Ney comemora 40 anos de estrada e o trabalho mais recente, o show "Atento aos Sinais", chega em CD ao mercado em meados de novembro. E o cantor ainda quer renovação. "Sou outra pessoa. Não tenho mais ímpeto de transformar as coisas, mas ainda tenho vontade de transgredir. O mundo está cada vez mais 'careta', impossível eu me adequar a isso".

Outras 200 horas foram produzidas especialmente para o longa, com gravações realizadas no Rio de Janeiro, parte delas no sítio do artista em Saquarema, outra em sua residência no Leblon, e em Bela Vista, no Mato Grosso do Sul, onde nasceu em 1941. O filme extrapola seu personagem principal, que se entrelaça a períodos marcantes da história politica e cultural brasileira, como a bossa nova, o tropicalismo, a luta contra a censura e o movimento popular Diretas Já, que teve expressiva participação da classe artística entre 1983 e 1984.

A ideia de digitalizar o acervo, segundo Ney, foi do amigo e parceiro de longa data Paulo Mendonça, diretor do Canal Brasil e autor de canções do Secos e Molhados, como "Sangue Latino", "Medo Mulato" e "O Doce e o Amargo". Da ideia inicial até o filme pronto, foram cinco anos de trabalho. "Quando começamos a digitalizar esse material, ainda antes de ter a ideia de fazer o filme, me deparei com a vida de Ney e sua incrível coerência. É como se ele tivesse dado sempre uma única entrevista", observou Paulo Mendonça.

Em tempos de acaloradas discussões sobre biografias não autorizadas, Ney ressaltou que não vetou nada no filme e se declara a favor de que as biografias sejam liberadas. Entretanto, defendeu que, quando visar lucro, o biografado deve ser remunerado.
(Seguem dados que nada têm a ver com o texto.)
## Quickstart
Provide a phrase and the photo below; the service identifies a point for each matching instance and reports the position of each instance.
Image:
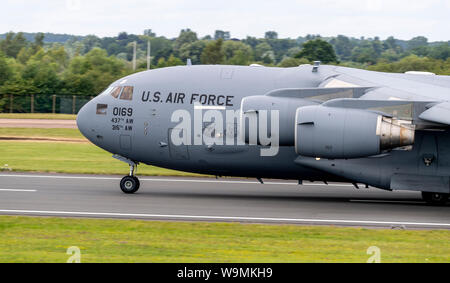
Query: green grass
(37, 132)
(83, 158)
(28, 239)
(37, 116)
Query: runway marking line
(173, 180)
(17, 190)
(227, 218)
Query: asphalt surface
(229, 200)
(38, 123)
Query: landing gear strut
(129, 184)
(435, 198)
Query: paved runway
(38, 123)
(230, 200)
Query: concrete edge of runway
(206, 218)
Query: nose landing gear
(435, 198)
(129, 184)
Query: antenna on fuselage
(316, 66)
(148, 54)
(134, 55)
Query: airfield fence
(36, 103)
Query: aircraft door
(177, 152)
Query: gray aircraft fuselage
(140, 129)
(229, 85)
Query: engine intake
(340, 133)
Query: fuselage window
(127, 93)
(101, 109)
(116, 91)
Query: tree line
(49, 64)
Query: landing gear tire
(435, 198)
(129, 184)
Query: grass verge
(29, 239)
(37, 132)
(59, 157)
(37, 116)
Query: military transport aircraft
(312, 123)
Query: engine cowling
(340, 133)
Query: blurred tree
(241, 53)
(318, 50)
(13, 43)
(417, 42)
(271, 35)
(292, 62)
(225, 35)
(149, 32)
(262, 50)
(192, 51)
(213, 53)
(441, 51)
(186, 36)
(343, 46)
(6, 72)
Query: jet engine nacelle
(257, 114)
(340, 133)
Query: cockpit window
(127, 93)
(116, 91)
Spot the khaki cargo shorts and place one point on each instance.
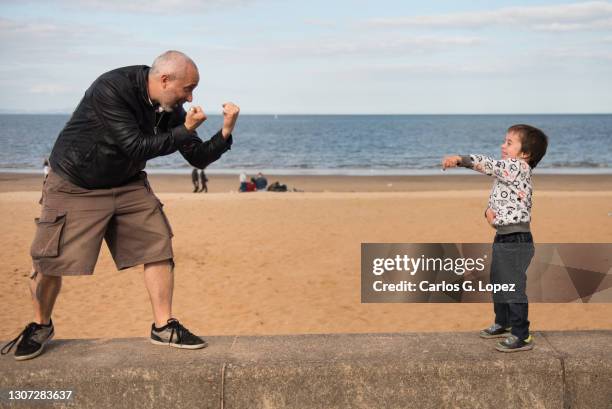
(74, 220)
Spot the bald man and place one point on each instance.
(97, 189)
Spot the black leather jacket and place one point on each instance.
(115, 130)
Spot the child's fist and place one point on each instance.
(490, 215)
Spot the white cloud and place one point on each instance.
(149, 6)
(320, 23)
(564, 17)
(50, 89)
(331, 47)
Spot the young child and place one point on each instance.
(509, 212)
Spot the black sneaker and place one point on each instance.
(513, 344)
(495, 331)
(34, 337)
(176, 335)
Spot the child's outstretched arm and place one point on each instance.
(506, 170)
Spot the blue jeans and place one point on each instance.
(512, 254)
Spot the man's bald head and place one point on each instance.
(172, 79)
(173, 63)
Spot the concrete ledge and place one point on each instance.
(420, 370)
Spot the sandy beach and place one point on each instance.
(285, 263)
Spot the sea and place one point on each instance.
(346, 144)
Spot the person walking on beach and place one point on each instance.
(97, 189)
(203, 182)
(199, 179)
(195, 180)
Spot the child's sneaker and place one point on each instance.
(32, 341)
(174, 334)
(495, 331)
(513, 344)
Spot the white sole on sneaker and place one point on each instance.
(523, 348)
(180, 346)
(35, 354)
(487, 336)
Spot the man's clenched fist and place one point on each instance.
(230, 116)
(195, 117)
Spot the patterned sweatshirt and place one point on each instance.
(510, 197)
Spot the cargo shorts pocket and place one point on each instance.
(166, 221)
(49, 228)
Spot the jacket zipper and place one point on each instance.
(156, 127)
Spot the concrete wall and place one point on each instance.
(416, 370)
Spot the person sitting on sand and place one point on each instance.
(261, 182)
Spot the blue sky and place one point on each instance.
(347, 57)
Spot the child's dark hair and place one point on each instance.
(533, 142)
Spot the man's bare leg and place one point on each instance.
(44, 290)
(159, 280)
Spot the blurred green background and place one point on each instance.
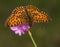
(45, 34)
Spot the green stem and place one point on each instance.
(32, 38)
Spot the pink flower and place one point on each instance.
(20, 29)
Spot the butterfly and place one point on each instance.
(26, 15)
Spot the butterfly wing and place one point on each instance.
(36, 15)
(17, 17)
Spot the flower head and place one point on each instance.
(20, 29)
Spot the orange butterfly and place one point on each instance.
(26, 15)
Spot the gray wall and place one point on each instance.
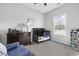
(12, 14)
(72, 11)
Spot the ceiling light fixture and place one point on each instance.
(45, 4)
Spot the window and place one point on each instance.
(59, 25)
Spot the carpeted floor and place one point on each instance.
(50, 48)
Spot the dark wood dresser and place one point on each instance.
(23, 38)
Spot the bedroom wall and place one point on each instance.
(12, 14)
(72, 11)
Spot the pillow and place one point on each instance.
(3, 50)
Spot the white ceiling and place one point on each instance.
(41, 8)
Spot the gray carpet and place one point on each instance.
(50, 48)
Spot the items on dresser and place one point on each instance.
(40, 35)
(74, 34)
(18, 36)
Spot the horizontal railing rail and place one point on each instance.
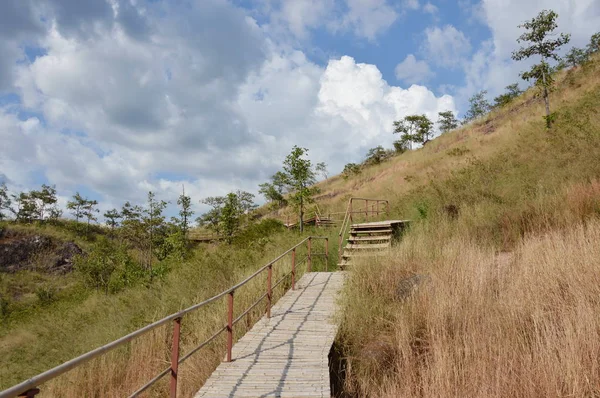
(28, 388)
E reforçou ainda que direitos precisam ser garantidos. "Se eu me sentir ofendido, que a Justiça seja célere".

Para Ney, tanto a mídia quanto o público pegaram pesado com os artistas do grupo Procure Saber (entre eles Caetano Veloso, Gilberto Gil e Chico Buarque), contrário às biografias não autorizadas, e que acabam de sofrer uma baixa de peso: Roberto Carlos, um dos pilares da discussão, optou por abandonar a aliança de artistas que pleiteavam a permanência da legislação atual, que ampara a autorização prévia.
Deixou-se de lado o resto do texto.